Tudo isto resulta na transformação de uma profissão em ‘biscates’ ocasionais (a intermitência, que nem sazonalidade chega a ser).
Todavia, a estes todos se junta um outro, estrutural, a que pouco se tem prestado atenção. Refiro-me à inexistência de um Certificação Profissional e a um Estatuto da Profissão. Não é coisa fácil, pois que não só não pode ser o Estado a definir sem mais, mas também – ou muito menos – o movimento sindical, felizmente livre e não obrigatório como no Estado Novo. Mas não é tarefa impossível. Pelo menos para evitar que quer os que têm prática de dezenas de anos, mesmo que sem formação (porque a oferta era escassa para se aceder a ela), quer os que a têm, estejam, do ponto de vista de direitos e deveres laborais, nas mesmíssimas condições que uma cara ‘laroca’ contratada para a telenovela na Praia do Tamariz.
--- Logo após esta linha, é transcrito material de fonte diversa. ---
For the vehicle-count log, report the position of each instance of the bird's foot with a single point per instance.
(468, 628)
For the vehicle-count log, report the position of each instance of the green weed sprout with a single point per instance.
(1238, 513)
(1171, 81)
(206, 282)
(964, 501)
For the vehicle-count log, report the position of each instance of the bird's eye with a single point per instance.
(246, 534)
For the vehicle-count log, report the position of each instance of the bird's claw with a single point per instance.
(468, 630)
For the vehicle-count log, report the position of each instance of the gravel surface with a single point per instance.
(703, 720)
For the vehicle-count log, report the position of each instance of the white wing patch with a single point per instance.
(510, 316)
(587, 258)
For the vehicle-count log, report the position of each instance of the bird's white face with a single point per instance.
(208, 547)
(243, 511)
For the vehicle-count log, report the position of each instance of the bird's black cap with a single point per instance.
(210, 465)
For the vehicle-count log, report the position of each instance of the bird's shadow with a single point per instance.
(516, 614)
De forma a que, a prazo, passe a ser exigível a formação académica e mesmo um estágio profissional posterior.
É tempo de reivindicar esses instrumentos, de exigir uma contingentação moderada de Cursos de Teatro (número de alunos e de turmas e com maior exigência na avaliação). E, não menos importante, de combater pela reconstituição de um tecido produtivo teatral regular, sustentável e sustentado. O que pede como prioridade uma Lei de Bases do Teatro e/ou das Artes Cénicas. E a firme determinação de olhar para o essencial, a par de medidas de excepção de apoio à tragédia social. É uma tarefa inadiável do Estado e dos agentes políticos, sim; mas também da consciência dessa necessidade pelos artistas.
P.S.: E alerta com a imbecil ideia de que as artes cénicas podem ser audiovisuais. Tão imbecil quanto imaginar que as artes audiovisuais podem ser cénicas. Ambas úteis e necessárias, são coisas muito diferentes e que não se substituem umas às outras».